Eros et Agape
Bento XVI publicou sua primeira encíclica (carta de âmbito universal que o Papa envia a todas as igrejas em comunhão com Roma) no dia 25 de Janeiro. Chama-se Deus caritas est (Deus é amor) e organiza-se em duas partes: na primeira, mais teórica, Bento unifica os conceitos de Eros (amor entre homem e mulher) e Agape (a caridade, o amor que se doa ao outro); na segunda, o Papa centra-se na acção caritativa da igreja, que mais do que uma forma de “assistência social”, deve ser uma parte essencial da sua natureza.
Abrindo o pontificado de Bento XVI está pois a ideia de que “num mundo em que ao nome de Deus se associa, às vezes, a vingança ou mesmo o dever do ódio e da violência”, falar de Deus como amor “é uma mensagem de grande actualidade e de significado muito concreto”. Até aqui, tudo bem, haja liberdade de culto e tal e tal e tal.

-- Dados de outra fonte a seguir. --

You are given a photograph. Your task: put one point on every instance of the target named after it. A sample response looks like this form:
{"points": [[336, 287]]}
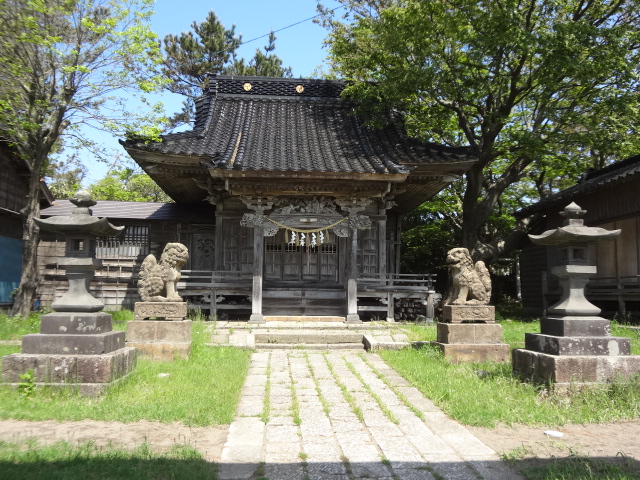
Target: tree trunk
{"points": [[25, 296]]}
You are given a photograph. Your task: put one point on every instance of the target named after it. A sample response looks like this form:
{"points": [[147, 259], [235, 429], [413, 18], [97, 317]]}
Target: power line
{"points": [[281, 29]]}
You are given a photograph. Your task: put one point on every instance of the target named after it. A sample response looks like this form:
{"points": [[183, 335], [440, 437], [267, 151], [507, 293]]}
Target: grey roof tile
{"points": [[592, 181], [112, 209], [273, 127]]}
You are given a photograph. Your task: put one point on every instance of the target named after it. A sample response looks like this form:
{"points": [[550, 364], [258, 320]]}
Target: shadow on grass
{"points": [[107, 468]]}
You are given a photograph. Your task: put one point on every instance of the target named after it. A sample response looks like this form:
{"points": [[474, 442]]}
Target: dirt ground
{"points": [[616, 441]]}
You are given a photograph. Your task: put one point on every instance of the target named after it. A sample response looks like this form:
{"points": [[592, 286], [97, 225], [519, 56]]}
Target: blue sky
{"points": [[300, 47]]}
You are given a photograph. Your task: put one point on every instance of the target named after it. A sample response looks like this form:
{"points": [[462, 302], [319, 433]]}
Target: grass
{"points": [[497, 397], [64, 461], [201, 391]]}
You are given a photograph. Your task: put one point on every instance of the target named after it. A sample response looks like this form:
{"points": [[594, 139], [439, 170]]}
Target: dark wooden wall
{"points": [[612, 207]]}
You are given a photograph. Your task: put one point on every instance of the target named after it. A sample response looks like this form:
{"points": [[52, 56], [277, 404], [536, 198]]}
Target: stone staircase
{"points": [[325, 334]]}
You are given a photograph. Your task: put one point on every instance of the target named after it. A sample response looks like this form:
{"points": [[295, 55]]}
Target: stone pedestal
{"points": [[160, 340], [472, 335], [76, 350], [574, 350], [574, 345], [160, 310]]}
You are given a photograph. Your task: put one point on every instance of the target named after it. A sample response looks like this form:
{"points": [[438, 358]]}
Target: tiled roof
{"points": [[592, 181], [136, 210], [293, 125]]}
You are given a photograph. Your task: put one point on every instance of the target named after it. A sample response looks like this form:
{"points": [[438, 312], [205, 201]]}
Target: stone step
{"points": [[310, 346], [303, 318]]}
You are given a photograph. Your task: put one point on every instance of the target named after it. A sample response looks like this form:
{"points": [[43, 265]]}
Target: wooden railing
{"points": [[382, 287], [387, 287]]}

Confesso que saber que um Papa da igreja romana andava a falar de Eros me despertou a curiosidade e, como só começo o italiano no Outono e latim é só com recurso ao meu dicionário-humano (obrigada, S.!, bendita FD UC), fui à procura da tradução da dita Deus caritas est. Para Bento XVI o amor está banalizado, é usado por tudo e por nada, é mais uma caricatura (má escolha de palavras) do que verdadeiro amor. Por isso, defende na encíclica que é preciso regressar “ao amor com que Deus nos cumula e que deve ser comunicado aos outros”.

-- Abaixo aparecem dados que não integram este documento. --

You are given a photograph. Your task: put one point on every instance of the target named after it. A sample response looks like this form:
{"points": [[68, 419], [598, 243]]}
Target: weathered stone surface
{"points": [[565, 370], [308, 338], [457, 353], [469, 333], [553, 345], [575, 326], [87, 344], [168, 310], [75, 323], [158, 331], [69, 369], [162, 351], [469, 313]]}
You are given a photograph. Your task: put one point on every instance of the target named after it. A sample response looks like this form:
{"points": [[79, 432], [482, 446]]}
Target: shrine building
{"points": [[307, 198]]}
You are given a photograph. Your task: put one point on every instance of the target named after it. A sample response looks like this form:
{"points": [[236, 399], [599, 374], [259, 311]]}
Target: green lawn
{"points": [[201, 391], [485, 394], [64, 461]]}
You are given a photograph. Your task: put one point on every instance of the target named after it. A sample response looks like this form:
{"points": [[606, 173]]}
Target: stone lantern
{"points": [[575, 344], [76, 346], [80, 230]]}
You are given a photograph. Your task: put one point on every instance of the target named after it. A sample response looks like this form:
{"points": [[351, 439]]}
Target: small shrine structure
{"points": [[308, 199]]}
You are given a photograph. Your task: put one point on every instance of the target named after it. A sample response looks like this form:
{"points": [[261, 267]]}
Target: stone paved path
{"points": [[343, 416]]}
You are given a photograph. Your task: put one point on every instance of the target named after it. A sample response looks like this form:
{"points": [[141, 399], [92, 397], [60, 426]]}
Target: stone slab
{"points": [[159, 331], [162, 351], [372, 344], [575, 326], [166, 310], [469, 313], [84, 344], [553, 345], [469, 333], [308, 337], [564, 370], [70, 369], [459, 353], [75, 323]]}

Ou seja. Falando de católicos, a ideia é a de que Eros, passando por um caminho de “purificação”, desemboca na Agape, no amor que renuncia a si mesmo, em favor do outro. Neste contexto, a relação entre homem e mulher é o “arquétipo” do amor, sendo que o ser humano passa “do amor indeterminado e ainda em fase de procura” para “a descoberta do outro” e que, dessa evolução do amor, faz parte que ele procure um “carácter definitivo”: “no sentido da exclusividade e no sentido de ser para sempre”.
A segunda parte da encíclipa, por mim, é pacífica. Basicamente (muito basicamente) afirma e defende que “Toda a actividade da igreja é manifestação dum amor que procura o bem integral do homem”. Admirável e meritório, eu tenho o mesmíssimo objectivo, mas uso ferramentas diferentes. Acho óptimo. :)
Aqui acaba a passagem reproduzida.